Some games will look better on PS3 but I imagine 360 will look better at least for the time being until developers can get the most of the PS3.

But there have been a few reports on the net about 360 having better graphics in quite a few games.


----------



## Lloyd71 (Aug 21, 2008)

mainsy said:


> versatility is key here too. i watch hd films straight off my pc streamed through my router to the ps3 then on to my plasma with no issues whatsoever.
> 
> i can also access my photos and entire itunes playlist instantly.
> so as a media centre it works excellently.

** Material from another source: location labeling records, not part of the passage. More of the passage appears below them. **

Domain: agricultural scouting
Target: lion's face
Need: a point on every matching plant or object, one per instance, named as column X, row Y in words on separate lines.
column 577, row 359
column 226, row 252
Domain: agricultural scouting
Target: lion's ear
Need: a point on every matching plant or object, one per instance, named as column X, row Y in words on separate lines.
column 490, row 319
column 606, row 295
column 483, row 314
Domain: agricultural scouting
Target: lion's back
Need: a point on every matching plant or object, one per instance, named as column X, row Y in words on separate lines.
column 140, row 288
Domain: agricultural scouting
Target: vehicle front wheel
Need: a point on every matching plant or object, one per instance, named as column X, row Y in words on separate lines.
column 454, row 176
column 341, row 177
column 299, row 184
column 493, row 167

I can do all of this on my 360 using my iMac. Something my PS3 can't do, annoyingly. It's worth the price for the Blu Ray player alone though IMO.


----------



## HC1001 (May 27, 2007)

mainsy said:


> versatility is key here too. i watch hd films straight off my pc streamed through my router to the ps3 then on to my plasma with no issues whatsoever.
> 
> i can also access my photos and entire itunes playlist instantly.
> so as a media centre it works excellently.


Mainsy, can you show or tell me how you do that?? I know you can but do not have a clue what to do.

Cheers

Howard

:thumb::thumb:


----------



## mainsy (May 27, 2008)

HC1001 said:


> Mainsy, can you show or tell me how you do that?? I know you can but do not have a clue what to do.
> 
> Cheers
> 
> ...


if you are wireless you can stream hd films but may encounter some stuttering, i use a wired connection so this doesn't happen.

right make sure you open a port on your router so it can send to your ps3 (if you game online this should already be done)

think you need windows media player 11? or above to share media. open wmp then click on the drop down menu under the library tab.
click on media sharing, tick the share my media to box, then click on your ps3, it might show as unknown device.
then click allow and then apply.
go to your ps3 and go into settings>network settings>media server connection then enable that.
then in your video, music or photo menu icon click on search for media servers. hopefully it will detect your pc.

if this doesn't work you can install tversity
not gonna explain all this but this will be of help

http://forums.tversity.com/viewforum.php?f=28

give it a go :thumb:


----------



## HC1001 (May 27, 2007)

Just watched one of my movies on my PC downstairs!! Thanks Mainsy, instructions spot on, It was sooooooooooooo easy to do.

Now I can also listen to loads of my music whilst on my Xbox.

Cheers

:thumb::thumb:


----------